И когда после чая они ушли в ее комнату, она объяснила Никодимцеву, что бедный Горский стрелялся из-за безнадежной любви к сестре.
Никодимцев был поражен.
— Тебя удивляет ее спокойствие? — спросила Инна.
— Да…
— Она очень сдержанная и… и не любила его…
— Однако, сколько я мог заметить, кокетничала с ним?
— К сожалению, ты прав…
— И даже очень?
Инна махнула утвердительно головой.
— Бедняга Горский! — проговорил Никодимцев и после паузы вдруг громко прибавил: — Я понимаю его!
Инна взглянула на Никодимцева с каким-то страхом.
— Ведь нет ничего ужаснее, как разочароваться в любимом человеке. Не правда ли, Инна?
— Да! — проронила молодая женщина.
— А Горский, верно, думал, что твоя сестра тоже любит его. По крайней мере мог думать?
— Мог! Сестра легкомысленно с ним поступала!
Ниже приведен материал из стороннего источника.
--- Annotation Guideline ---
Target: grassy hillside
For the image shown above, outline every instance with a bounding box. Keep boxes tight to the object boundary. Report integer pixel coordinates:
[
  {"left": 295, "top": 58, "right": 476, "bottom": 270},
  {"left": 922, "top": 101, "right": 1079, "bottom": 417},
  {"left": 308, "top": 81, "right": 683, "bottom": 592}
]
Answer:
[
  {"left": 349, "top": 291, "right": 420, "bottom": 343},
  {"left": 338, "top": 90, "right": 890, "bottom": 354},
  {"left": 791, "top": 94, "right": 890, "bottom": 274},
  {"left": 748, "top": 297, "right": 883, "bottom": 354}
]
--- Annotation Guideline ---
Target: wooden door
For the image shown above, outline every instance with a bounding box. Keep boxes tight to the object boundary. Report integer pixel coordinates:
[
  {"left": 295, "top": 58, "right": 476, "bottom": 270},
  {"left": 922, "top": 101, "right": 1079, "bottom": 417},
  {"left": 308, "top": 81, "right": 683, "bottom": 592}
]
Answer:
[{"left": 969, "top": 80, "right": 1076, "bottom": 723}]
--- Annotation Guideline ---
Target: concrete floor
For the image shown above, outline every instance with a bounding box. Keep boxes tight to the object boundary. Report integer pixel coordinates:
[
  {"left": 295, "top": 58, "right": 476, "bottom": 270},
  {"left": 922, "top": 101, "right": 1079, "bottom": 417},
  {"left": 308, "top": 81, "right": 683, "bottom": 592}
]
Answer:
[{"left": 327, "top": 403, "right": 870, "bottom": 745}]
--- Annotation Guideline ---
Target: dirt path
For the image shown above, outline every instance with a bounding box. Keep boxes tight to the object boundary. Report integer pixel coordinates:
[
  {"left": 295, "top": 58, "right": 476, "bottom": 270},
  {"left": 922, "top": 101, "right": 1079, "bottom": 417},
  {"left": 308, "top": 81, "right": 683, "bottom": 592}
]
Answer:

— Легкомысленно… это не то слово. Она поступила — ты извини меня — безжалостно, вводя в заблуждение человека… А в молодости все впечатления острее, и Горский не перенес разочарования. Он, верно, сам был правдивый человек и верил в правдивость других… И ему показалось, что жить не стоит… не к чему. Конечно, этот выстрел был порывом отчаяния: если б у него были какие-нибудь серьезные интересы в жизни или если б он пережил первый момент, этого выстрела не было бы. Странная девушка твоя сестра, Инна. И какое у нее спокойствие! Как ты не похожа на нее! — порывисто вдруг прибавил Никодимцев.